What this means, of course, is that Zorin OS is a great distribution for those who are comfortable with the look and feel of Windows, but still want to see what Linux is all about. Alternatively, it can be perfect for employees or coworkers who don't like change.

2. It give easy transition to Windows Users
*linxbot.files.wordpress.com/2011/07/screenshot-1.png?w=600&h=375
Zorin OS comes with the ever-popular GNOME interface familiar to countless Ubuntu users, but it also offers a number of alternatives direct from the proprietary world. Specifically, the operating system features a unique "Look Changer" program that lets users change the software's interface at the touch of a button.
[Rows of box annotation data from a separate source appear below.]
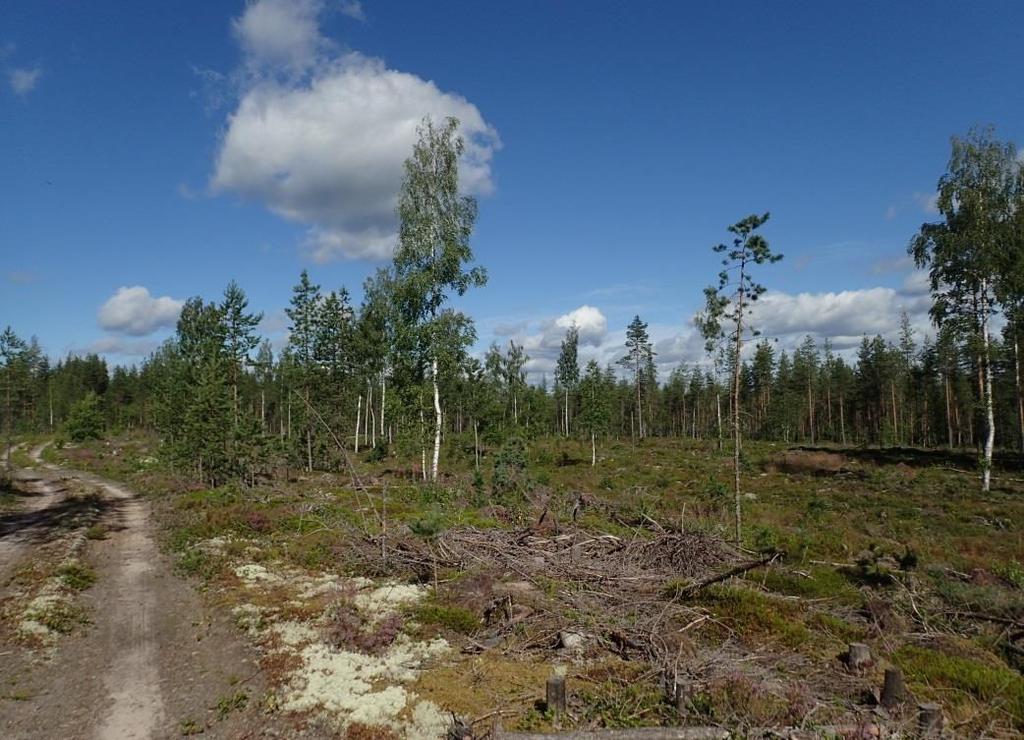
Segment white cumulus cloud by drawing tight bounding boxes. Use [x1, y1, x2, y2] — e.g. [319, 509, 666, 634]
[210, 0, 501, 262]
[7, 67, 43, 95]
[231, 0, 326, 73]
[97, 286, 184, 337]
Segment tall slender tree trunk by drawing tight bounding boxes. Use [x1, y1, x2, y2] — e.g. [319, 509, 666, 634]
[4, 376, 13, 480]
[637, 366, 643, 439]
[715, 392, 725, 452]
[473, 419, 480, 470]
[825, 382, 836, 442]
[807, 381, 814, 445]
[889, 380, 899, 445]
[430, 357, 441, 481]
[732, 270, 746, 547]
[981, 312, 995, 492]
[1015, 330, 1024, 452]
[565, 386, 569, 437]
[355, 395, 362, 454]
[943, 372, 953, 449]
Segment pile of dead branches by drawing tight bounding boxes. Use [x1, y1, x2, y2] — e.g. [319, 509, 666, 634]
[384, 527, 737, 594]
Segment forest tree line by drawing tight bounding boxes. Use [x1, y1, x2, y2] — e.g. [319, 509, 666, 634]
[0, 121, 1024, 483]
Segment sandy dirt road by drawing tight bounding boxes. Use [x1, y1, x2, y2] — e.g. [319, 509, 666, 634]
[0, 447, 290, 740]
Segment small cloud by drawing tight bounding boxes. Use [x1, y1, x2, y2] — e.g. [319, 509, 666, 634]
[871, 255, 913, 275]
[86, 337, 159, 357]
[793, 253, 814, 272]
[257, 310, 289, 336]
[340, 0, 367, 20]
[177, 182, 200, 201]
[913, 192, 939, 215]
[900, 270, 932, 296]
[211, 0, 501, 263]
[7, 67, 43, 95]
[97, 286, 184, 337]
[4, 270, 36, 286]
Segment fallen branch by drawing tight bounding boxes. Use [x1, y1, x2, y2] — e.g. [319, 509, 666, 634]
[679, 553, 780, 599]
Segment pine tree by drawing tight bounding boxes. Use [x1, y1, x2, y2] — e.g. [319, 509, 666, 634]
[0, 327, 27, 479]
[220, 280, 263, 426]
[618, 316, 654, 439]
[555, 322, 580, 437]
[698, 213, 782, 545]
[577, 360, 611, 467]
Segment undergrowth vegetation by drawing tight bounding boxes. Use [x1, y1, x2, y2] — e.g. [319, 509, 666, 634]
[51, 438, 1024, 736]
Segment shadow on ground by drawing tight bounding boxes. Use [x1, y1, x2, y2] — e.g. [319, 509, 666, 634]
[0, 487, 126, 545]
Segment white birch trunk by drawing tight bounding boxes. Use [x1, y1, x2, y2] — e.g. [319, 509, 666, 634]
[430, 358, 441, 481]
[981, 310, 995, 492]
[355, 396, 362, 454]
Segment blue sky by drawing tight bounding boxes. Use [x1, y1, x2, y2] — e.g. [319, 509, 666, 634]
[0, 0, 1024, 374]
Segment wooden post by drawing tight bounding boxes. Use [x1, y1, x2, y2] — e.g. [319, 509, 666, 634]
[846, 643, 871, 670]
[882, 668, 906, 709]
[918, 702, 942, 737]
[545, 674, 565, 716]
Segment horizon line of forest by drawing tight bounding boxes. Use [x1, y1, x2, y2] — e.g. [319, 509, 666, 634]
[0, 119, 1024, 501]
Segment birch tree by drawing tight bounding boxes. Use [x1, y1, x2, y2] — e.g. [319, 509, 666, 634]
[697, 213, 782, 545]
[907, 129, 1018, 491]
[393, 118, 486, 480]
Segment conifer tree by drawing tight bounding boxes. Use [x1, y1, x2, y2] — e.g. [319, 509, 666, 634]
[555, 322, 580, 437]
[577, 360, 611, 467]
[393, 118, 486, 480]
[220, 280, 263, 427]
[698, 213, 782, 545]
[618, 316, 654, 439]
[0, 327, 27, 479]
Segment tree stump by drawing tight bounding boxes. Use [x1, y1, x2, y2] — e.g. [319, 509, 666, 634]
[846, 643, 871, 670]
[918, 702, 942, 737]
[882, 668, 906, 709]
[545, 676, 565, 715]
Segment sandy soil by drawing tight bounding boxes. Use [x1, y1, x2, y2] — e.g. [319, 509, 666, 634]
[0, 449, 323, 740]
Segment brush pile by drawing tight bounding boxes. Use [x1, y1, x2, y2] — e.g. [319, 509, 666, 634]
[364, 527, 741, 662]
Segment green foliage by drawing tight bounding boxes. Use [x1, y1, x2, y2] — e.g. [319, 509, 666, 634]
[413, 602, 480, 635]
[367, 439, 387, 463]
[994, 558, 1024, 591]
[697, 585, 809, 648]
[893, 645, 1024, 730]
[57, 560, 96, 591]
[409, 509, 446, 540]
[65, 392, 103, 442]
[492, 435, 527, 496]
[217, 690, 249, 720]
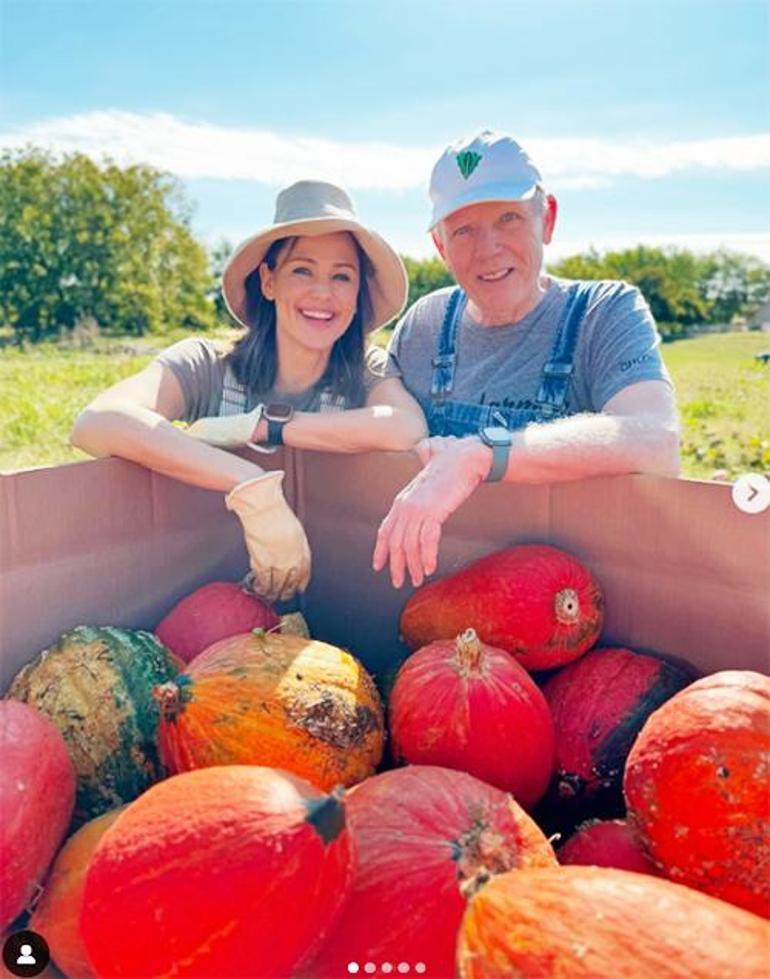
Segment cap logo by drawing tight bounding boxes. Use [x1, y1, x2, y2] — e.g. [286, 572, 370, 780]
[457, 150, 481, 180]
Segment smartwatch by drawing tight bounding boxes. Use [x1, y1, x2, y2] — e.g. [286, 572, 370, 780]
[479, 425, 513, 483]
[262, 402, 294, 445]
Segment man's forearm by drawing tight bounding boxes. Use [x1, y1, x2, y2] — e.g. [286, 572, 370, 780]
[464, 414, 679, 483]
Menu bar (GnoMenu) is actually twin of Windows 7
All users need do is click on the Windows 7 or Windows XP option, for example, and their desktop looks and behaves accordingly. Premium versions of Zorin OS--targeting gaming and multimedia uses, for example--also include interfaces mimicking those of Mac OS X, Windows Vista and Windows 2000. My 3G network from Nokia %*)) Xpress Music has been recognised . See the bottom panels  notification about' BSNL 3 G active'

3.Attraction of  GNOME

Those of us who have gotten used to Ubuntu have become accustomed to its default GNOME desktop. For those anxious about the distribution's upcoming switch to the Touch enabled Unity interface, Zorin OS offers an option for sticking with what's familiar.
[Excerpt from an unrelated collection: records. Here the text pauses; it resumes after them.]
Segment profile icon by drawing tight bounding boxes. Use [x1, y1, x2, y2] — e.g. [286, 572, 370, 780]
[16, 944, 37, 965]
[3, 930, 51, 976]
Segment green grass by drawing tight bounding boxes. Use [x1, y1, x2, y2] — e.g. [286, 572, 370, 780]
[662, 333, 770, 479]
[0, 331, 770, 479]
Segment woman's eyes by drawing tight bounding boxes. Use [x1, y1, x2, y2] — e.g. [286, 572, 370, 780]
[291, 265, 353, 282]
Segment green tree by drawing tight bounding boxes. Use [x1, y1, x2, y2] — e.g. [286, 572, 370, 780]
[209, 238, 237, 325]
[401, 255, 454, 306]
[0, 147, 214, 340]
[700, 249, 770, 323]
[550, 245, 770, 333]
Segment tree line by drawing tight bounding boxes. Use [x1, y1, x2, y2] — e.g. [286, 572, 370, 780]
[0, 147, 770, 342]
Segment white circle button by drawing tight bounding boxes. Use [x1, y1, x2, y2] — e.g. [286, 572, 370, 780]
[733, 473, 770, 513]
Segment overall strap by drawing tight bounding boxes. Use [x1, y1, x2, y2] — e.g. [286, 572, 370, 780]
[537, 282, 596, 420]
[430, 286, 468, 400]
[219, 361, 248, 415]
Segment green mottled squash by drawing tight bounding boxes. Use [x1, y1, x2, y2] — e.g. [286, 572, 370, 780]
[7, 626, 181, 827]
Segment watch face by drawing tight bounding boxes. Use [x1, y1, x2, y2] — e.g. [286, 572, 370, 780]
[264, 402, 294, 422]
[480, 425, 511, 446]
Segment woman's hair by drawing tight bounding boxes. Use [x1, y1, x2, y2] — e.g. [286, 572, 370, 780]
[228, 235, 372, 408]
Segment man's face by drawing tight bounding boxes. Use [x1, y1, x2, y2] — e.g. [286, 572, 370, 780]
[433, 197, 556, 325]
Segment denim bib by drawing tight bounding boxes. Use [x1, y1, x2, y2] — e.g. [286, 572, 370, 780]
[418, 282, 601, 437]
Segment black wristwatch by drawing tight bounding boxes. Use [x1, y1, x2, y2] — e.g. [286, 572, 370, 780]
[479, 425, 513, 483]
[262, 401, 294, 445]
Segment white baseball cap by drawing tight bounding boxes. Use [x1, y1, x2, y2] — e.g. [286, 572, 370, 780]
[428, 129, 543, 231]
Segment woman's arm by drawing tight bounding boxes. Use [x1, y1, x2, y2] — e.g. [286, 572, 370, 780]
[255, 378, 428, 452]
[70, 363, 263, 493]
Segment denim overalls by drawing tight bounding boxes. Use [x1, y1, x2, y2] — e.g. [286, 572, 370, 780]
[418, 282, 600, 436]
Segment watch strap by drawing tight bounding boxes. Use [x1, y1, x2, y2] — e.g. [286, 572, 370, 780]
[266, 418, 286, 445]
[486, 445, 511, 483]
Also like Ubuntu, Zorin OS comes pre-installed with OpenOffice, Firefox, the Evolution e-mail client, the Rhythmbox music player, the Totem video player, the GIMP image editor, lots of multimedia codecs, and more.

*linxbot.files.wordpress.com/2011/07/screenshot-12.png?w=600&h=375
Seamless windows Transition!
4. It's Fast

When speed is of the essence, Zorin OS really shines. Not only is its latest version faster than Ubuntu, its makers say, but it clocks in at a full four times faster than Windows 7. That's pretty impressive.

With the help of Wine and PlayOnLinux, meanwhile, Zorin OS even runs many Windows apps faster than Windows does, the project says. It's also available in more than 55 languages.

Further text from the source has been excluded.